Anyway, my sister and I are both married now with kids. My sister lived abroad for ten years or so and came back a couple of years ago and bought a house , with her family, close to mine and so we all live close to each other (parents live locally as well).

My parents as mentioned before, have always been controlling and this has lead to major confidence, self esteem issues in both me and my sister. Up until my early 40s I literally couldn’t make a decision without consulting them first - I never even really realised it until about 5 years ago when I realised how damaging their control was after looking deeper into myself. Since then I have made a conscious effort to stand on my own two feet, make my own decisions in spite of how scary that can be. I still remain in contact with my parents on a weekly basis but I’m very discerning with what I tell them. My sister, on the other hand, is still completely caught up in their control. She tells them absolutely everything eg her husband’s work appraisals, how much he earns etc. She consults them over everything, eg I sat with my head in my hands cringing as they nearly messed up her house purchase through their interfering. She hosts them for Sunday lunches even though my mum is very critical of her house and kids etc. What I’m trying to say is that 30 years on it’s all gone full circle again and I’m finding myself back in the old black sheep vs sheep golden child dynamic. It’s bringing back lots of painful childhood feelings and I don’t know really know how to deal with it. I don’t really know why I’m writing this. Just needed to vent.

OP posts:
Thingsdogetbetter · 31/01/2021 14:04

Rephrase this to golden child sister vs functioning adult me.
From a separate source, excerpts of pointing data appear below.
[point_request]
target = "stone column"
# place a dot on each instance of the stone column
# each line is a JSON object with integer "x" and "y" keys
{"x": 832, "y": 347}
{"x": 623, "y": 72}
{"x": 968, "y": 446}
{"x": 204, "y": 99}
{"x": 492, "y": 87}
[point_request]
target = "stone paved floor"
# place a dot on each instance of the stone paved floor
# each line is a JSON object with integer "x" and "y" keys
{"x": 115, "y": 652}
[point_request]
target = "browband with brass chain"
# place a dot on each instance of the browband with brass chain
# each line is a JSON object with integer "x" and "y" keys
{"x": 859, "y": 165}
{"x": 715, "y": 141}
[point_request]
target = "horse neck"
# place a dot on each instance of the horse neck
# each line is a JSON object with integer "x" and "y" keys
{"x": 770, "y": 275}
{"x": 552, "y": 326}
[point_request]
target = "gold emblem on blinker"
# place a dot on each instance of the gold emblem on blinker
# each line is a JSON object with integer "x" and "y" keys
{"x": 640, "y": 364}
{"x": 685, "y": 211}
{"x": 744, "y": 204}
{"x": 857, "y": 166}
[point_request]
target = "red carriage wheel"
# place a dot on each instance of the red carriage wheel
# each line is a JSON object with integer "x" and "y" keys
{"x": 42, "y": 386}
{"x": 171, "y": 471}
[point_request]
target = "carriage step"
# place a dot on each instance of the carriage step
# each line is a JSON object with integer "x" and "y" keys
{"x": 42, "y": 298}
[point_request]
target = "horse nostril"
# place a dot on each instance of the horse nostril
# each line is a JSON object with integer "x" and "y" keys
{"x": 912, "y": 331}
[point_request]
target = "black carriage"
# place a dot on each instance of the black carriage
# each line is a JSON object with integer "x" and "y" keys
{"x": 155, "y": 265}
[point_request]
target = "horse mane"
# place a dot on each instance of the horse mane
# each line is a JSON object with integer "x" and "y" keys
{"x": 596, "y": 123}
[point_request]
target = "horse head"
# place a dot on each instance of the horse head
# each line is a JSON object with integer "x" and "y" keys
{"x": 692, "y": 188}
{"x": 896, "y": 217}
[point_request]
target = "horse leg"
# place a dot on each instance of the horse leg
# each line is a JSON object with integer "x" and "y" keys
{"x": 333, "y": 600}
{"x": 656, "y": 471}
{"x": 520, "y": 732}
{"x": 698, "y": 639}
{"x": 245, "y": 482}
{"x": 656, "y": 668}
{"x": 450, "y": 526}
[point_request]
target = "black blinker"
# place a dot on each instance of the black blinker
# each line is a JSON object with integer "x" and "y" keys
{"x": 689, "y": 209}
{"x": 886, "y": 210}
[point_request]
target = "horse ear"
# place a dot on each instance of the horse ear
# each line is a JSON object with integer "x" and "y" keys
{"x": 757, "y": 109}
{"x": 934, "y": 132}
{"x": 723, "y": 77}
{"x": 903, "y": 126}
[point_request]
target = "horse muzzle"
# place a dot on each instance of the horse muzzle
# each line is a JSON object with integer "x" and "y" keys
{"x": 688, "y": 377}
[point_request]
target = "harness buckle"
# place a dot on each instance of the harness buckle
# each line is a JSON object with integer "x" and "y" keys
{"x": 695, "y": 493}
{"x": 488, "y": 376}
You know they flip flop with their favours. When one of you breaks out of their rigid expectations box, the other becomes favourite of the moment.

Their love is very conditional. It has nothing to do with how lovable you are or how loving to them. It has everything to do with their warped and controlling expectations of how you must behave.

The stately homes threads might open your eyes further and therapy would help you deal with the emotions of having parents who bestow very conditional love and seem to deliberate create competition between you and your sister for their dysfunctional affection.